Page 1 of 1

Help diagnosing daily network outage at approximately the same time

Posted: Wed Nov 20, 2024 8:58 pm
by Dunderhams
I'm looking after a network that went all-in on MikroTik (why wouldn't you).

The core switches are CRS518-16XS-2XQs and my client access switches are CRS354-48P-4S+2Q+. Here's a diagram of how everything is linked together:
topology.png
I have a dude server and I'm using it to collect syslogs. I collect info, warning, error and stp logs. At the same time everyday 4:18 in the afternoon, the 802.3ad connection between CORE-SW02 and CORE-SW04 seems to start learning and forwarding. Then CORE-SW01 starts discarding the qsfp28 connection to CORE-SW02.

Basically, I get a whole host of TCHANGE start and TCHANGE over events until 4:25 in the afternoon when it settles down.

I'm not much of a layer 2 guy, but I thought it might be related to my RSTP setup. As a result, I finally added priorities to the core switches, as I've added to my diagram. This doesn't seem to have had any impact, although the network does seem to behave better in other ways now.

I've attached my syslog so you can see what I mean.

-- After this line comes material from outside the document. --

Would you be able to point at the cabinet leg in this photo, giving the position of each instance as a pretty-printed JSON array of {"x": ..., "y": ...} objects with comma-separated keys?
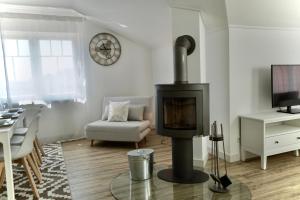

I'm looking for ideas on what's happening. I'm also looking for ideas on what more logs I should be grabbing to get an idea of what's happening. I'd also appreciate some guidance on this current topology. I'm not a big fan of it because it's a square and I'd prefer a triangle. However, these are two sites separated by quite some distance. There are 6 fibre cables that go between the sites, so we setup 3 fibres on each core switch and 802.3ad them.

All routers are running 7.15.3.

Re: Help diagnosing daily network outage at approximately the same time

Posted: Thu Nov 21, 2024 9:09 am
by mkx
It could be some rogue device somewhere on the edge of your network which initiates STP topology changes. And there are plenty of devices which can do it, e.g. any server running VMs can do it (they tend to run bridges for connecting VMs to network) or servers running any containers, etc.

I'd start by going through the logs, focusing primarily on access switches (CAS-xx) and see if any of STP logs relate to ports which are not used as uplink/backhaul ...e.g. CAS-07 port ether23. If you find some, set them to edge=yes and observe if it fixes the problem. If yes, go after administrator/owner of device connected to that port and teach him/her some lessons ;-)
I wouldn't go and disable STP on all edge ports because this might reduce ability to detect loops.

Another thing: most vendors have default priority of bridges set to 0x4000. The root bridge selection process selects bridge with lowest priority as root bridge (in case there are multiple devices with same priority, "native VLAN ID" becomes next selection criterion, MAC addresses are the last value to decide the winner). Beware that if core switches have VLANs enabled, native VLAN is most often VLAN ID 1 ... and bridges without VLAN awareness will have that VLAN ID set to 0 and will thus win in case priorities are all equal (been there, bit me hard ... with Cisco switches none the less).
So when setting priority on core switches, go for values lower than 0x4000 ... e.g. 0x1000 for preferred root device(s), 0x2000 and 0x3000 for other core switches and leave 0x4000 "to the crowds" (edge switches, etc.).

Re: Help diagnosing daily network outage at approximately the same time

Posted: Mon Nov 25, 2024 4:50 am
by Dunderhams
Thanks mkx!
I was thinking the same thing. I started adding BPDU Guard on all ports. I hadn't noticed the edge port setting. Do you know if there's much of a difference? If so, what would you recommend and why?

I set my root bridge to 4000 before I saw your response and go up to 5000, 6000 and 7000 for my other core switches. I wanted to have some wiggle-room in case we add other switches in future. Does that make sense, or do you recommend I go lower?

Re: Help diagnosing daily network outage at approximately the same time

Posted: Mon Nov 25, 2024 9:00 am
by mkx
Here's an article, somehow explaining different STP options: https://help.mikrotik.com/docs/spaces/R ... er-portSTP

According to my understanding, BPDU-guard is almost exactly opposite from setting port as edge: BPDU-guard disables port if it detect ingress BPDU packet ... while edge port ignores/discards those packets. I don't have an universal answer to which one to use, I guess it depends on actual use. Setting port to edge hinders ability to detect loops ... OTOH BPDU-guard (disabling such port) can help to fix any actual issue because admin of device, connected to such port, would probably complain.

Re bridge priority: as I already wrote, priority value of 0x4000 seems to be default on most vendors. So setting your preferred root switch to value lower (e.g. 0x3000) will make sure it wins root bridge selection if some (rogue) bridge starts root bridge selection. The idea being that STP topology change can disturb traffic and you want to avoid that.